Es ist natürlich auch der Umgang mit sensiblen, sehr persönlichen Inhalten, die auf der Bühne öffentlich werden, der sie ihre Verantwortung spüren lässt. Zum Teil hatten die Angehörigen nie so offen über das Attentat und ihre Bedeutung für sie gesprochen wie mit ihnen, manche sprachen darüber auch zum ersten Mal, erzählt Umpfenbach. „Ich war verblüfft, wie viel sie zum Teil erzählt haben“, sagt Önder. Ein Theaterabend, der auf diesen Aussagen basiert, kann einen solchen Text nicht als Rohmaterial behandeln.

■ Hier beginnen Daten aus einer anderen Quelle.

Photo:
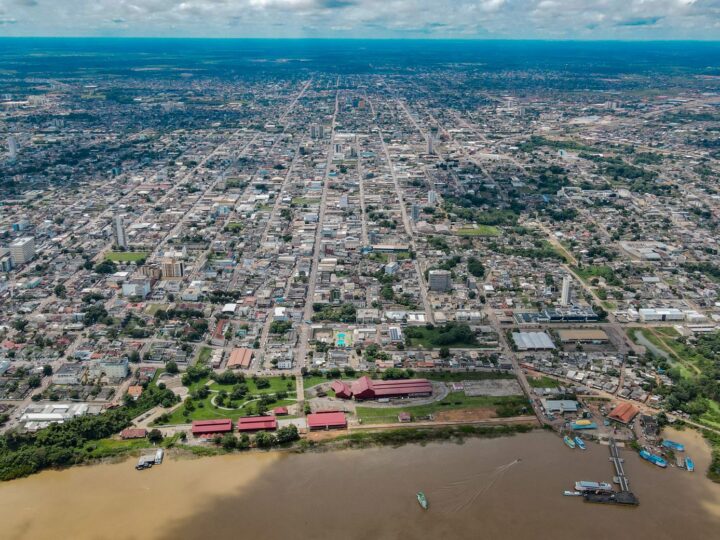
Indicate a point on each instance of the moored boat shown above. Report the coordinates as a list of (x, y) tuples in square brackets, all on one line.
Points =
[(652, 458), (672, 445), (594, 487)]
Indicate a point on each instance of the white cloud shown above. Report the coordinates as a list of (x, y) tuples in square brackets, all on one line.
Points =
[(642, 19)]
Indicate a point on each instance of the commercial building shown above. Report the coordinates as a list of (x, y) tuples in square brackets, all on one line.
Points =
[(120, 236), (440, 280), (22, 250), (208, 428), (367, 388), (327, 420), (583, 336), (240, 358), (532, 341), (257, 423)]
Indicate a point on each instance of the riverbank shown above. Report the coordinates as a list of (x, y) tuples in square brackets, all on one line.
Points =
[(507, 487)]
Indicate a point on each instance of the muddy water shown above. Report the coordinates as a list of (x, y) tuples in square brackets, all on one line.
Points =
[(476, 490)]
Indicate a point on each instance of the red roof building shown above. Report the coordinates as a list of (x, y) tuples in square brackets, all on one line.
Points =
[(327, 420), (366, 388), (624, 413), (133, 433), (208, 428), (257, 423), (341, 389)]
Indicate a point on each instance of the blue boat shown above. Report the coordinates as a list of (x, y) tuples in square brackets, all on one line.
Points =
[(672, 445), (577, 427), (652, 458)]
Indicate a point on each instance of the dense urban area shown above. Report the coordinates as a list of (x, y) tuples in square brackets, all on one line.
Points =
[(210, 256)]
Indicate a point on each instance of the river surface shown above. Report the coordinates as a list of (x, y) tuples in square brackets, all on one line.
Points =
[(477, 490)]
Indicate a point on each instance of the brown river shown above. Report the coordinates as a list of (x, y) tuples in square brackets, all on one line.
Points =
[(476, 490)]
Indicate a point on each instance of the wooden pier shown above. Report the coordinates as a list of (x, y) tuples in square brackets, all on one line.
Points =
[(624, 496)]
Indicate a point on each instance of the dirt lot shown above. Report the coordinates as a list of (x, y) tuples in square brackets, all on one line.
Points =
[(465, 415)]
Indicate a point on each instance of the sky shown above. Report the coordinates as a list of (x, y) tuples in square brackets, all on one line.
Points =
[(478, 19)]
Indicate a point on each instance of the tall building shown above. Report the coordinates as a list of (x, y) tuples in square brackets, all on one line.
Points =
[(120, 237), (440, 280), (173, 268), (12, 147), (22, 250), (565, 294)]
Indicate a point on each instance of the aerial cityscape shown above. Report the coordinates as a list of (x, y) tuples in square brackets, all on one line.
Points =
[(241, 278)]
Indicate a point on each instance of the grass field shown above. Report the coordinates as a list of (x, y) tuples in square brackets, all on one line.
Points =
[(543, 382), (127, 256), (511, 405), (480, 230)]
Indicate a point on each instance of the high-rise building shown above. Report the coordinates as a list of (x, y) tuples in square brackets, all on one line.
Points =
[(12, 147), (22, 250), (439, 280), (173, 269), (120, 237), (565, 294)]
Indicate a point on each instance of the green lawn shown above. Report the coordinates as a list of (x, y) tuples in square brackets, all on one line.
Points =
[(204, 354), (428, 336), (506, 406), (127, 256), (480, 230), (543, 382)]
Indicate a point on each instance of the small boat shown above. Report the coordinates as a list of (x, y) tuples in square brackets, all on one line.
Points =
[(672, 445), (652, 458), (594, 487)]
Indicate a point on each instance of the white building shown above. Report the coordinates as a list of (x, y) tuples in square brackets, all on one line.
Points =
[(22, 250)]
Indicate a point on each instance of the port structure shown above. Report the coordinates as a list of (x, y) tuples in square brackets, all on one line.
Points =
[(624, 496)]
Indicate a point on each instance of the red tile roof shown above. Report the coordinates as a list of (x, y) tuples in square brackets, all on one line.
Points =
[(256, 423), (624, 412), (326, 419), (204, 427)]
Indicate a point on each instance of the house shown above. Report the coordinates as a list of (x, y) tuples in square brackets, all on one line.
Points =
[(624, 413), (257, 423), (208, 428), (327, 420)]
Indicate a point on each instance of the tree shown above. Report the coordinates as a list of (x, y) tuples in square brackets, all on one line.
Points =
[(265, 440), (171, 367)]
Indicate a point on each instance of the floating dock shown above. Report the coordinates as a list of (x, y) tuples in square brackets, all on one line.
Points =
[(624, 496)]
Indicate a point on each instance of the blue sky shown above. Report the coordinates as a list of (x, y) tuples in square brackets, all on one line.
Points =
[(485, 19)]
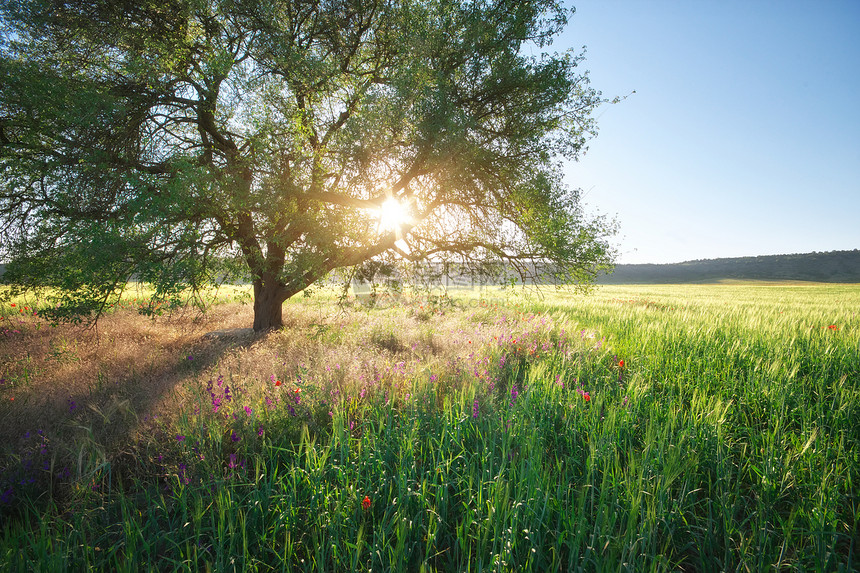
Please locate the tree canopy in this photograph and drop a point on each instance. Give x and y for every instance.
(158, 140)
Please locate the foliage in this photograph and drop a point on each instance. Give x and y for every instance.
(163, 141)
(646, 428)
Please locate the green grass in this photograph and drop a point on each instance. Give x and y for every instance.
(696, 428)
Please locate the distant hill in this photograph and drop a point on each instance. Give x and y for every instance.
(831, 267)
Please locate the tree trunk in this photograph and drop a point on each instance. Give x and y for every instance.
(269, 297)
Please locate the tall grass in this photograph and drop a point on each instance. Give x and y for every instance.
(640, 429)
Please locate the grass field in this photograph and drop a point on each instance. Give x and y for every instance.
(647, 428)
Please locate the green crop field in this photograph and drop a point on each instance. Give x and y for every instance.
(647, 428)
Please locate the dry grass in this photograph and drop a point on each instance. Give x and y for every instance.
(104, 386)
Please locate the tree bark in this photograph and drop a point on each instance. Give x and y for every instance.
(269, 297)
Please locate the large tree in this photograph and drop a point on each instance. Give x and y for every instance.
(158, 139)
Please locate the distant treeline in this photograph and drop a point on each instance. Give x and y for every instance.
(832, 267)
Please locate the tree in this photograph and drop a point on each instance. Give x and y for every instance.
(160, 140)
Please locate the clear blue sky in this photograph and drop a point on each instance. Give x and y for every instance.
(743, 136)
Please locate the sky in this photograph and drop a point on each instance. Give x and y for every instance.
(743, 135)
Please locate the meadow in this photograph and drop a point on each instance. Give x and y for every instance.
(638, 428)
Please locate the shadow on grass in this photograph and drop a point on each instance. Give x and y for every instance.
(74, 400)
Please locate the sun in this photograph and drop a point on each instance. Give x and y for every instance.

Gleichzeitig aber geht es trotzdem darum, zu einer theatralen Erzählung zu finden, mit Darstellern, Bühnenbild, Musik, Sound, Licht. Und natürlich mit Publikum.

Dass Christine Umpfenbach dies, auch in Zusammenarbeit mit Tunay Önder, bewerkstelligen kann, hat sie schon oft unter Beweis gestellt. Sicher ist: Für die meisten Münchner dürfte „Offene Wunde“ ein in irgendeiner Weise ebenfalls emotionales Projekt sein. Auf die Frage „Wo warst du am Tag des OEZ-Attentats?“ weiß fast jeder eine Antwort. Dass ein Theaterabend der Geschichte der Opfer, der Familien, aber auch diesem kollektiven Gedächtnis einen Raum gibt, hat jetzt schon einen Wert an sich.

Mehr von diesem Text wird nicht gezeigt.